Re: earthdistance - Mailing list pgsql-general

From Dann Corbit
Subject Re: earthdistance
Date
Msg-id 87F42982BF2B434F831FCEF4C45FC33E64F3444C@EXCHANGE.corporate.connx.com
Whole thread Raw
In response to earthdistance  (Olivier Chaussavoine <olivier.chaussavoine@gmail.com>)
List pgsql-general

To calculate geographic distances, a great circle route calculation is used.  This is not the same thing as the simple calculation for distances between two points on a sphere.

In order to perform the calculation, various model parameters must be chosen, such as the ellipsoidal reference model.

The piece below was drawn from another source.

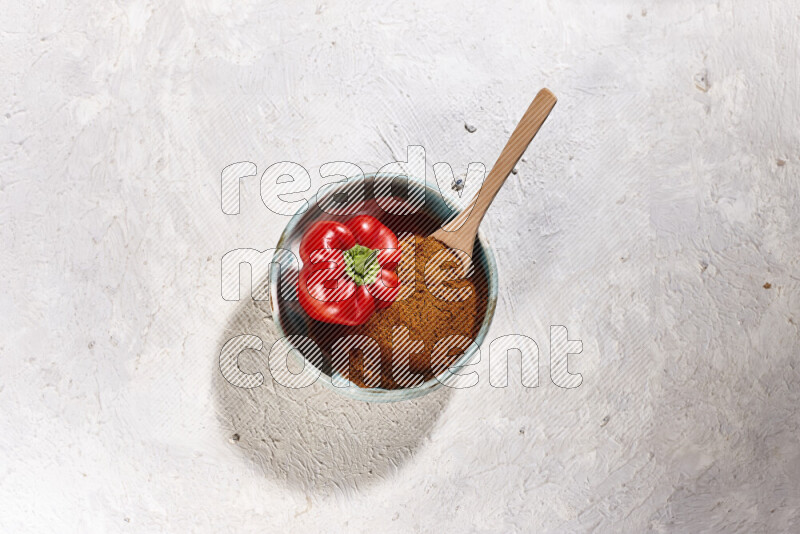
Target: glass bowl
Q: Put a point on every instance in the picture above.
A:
(336, 198)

To see examples of how this calculation is performed, see the code from the project proj.4:

https://trac.osgeo.org/proj/

I see that PostGIS uses proj.4, so if you have installed that package, you should be able to perform the calculations you wish to make.

 

From: pgsql-general-owner@postgresql.org [mailto:pgsql-general-owner@postgresql.org] On Behalf Of Olivier Chaussavoine
Sent: Friday, August 9, 2013 12:30 PM
To: pgsql-general@postgresql.org
Subject: [GENERAL] earthdistance

 

I develope a project openbarter that needs to match objects based on a maximum distance between their positions on earth. I saw that the documentation of the extension earthdistance was interesting, but the promise was not in the code. It would  be nice to have these functions available independently of sophisticated geographic systems. There is a circle object for flat two dimensional space, but earth deals with spherical caps. It would not be exact but enough to suppose that earth is a sphere and that all dimensions latitude, longitude and distance are in radian.
What would need to be done to adapt the circle type to a new type 'spherical cap' that would allow simple geographic indexing?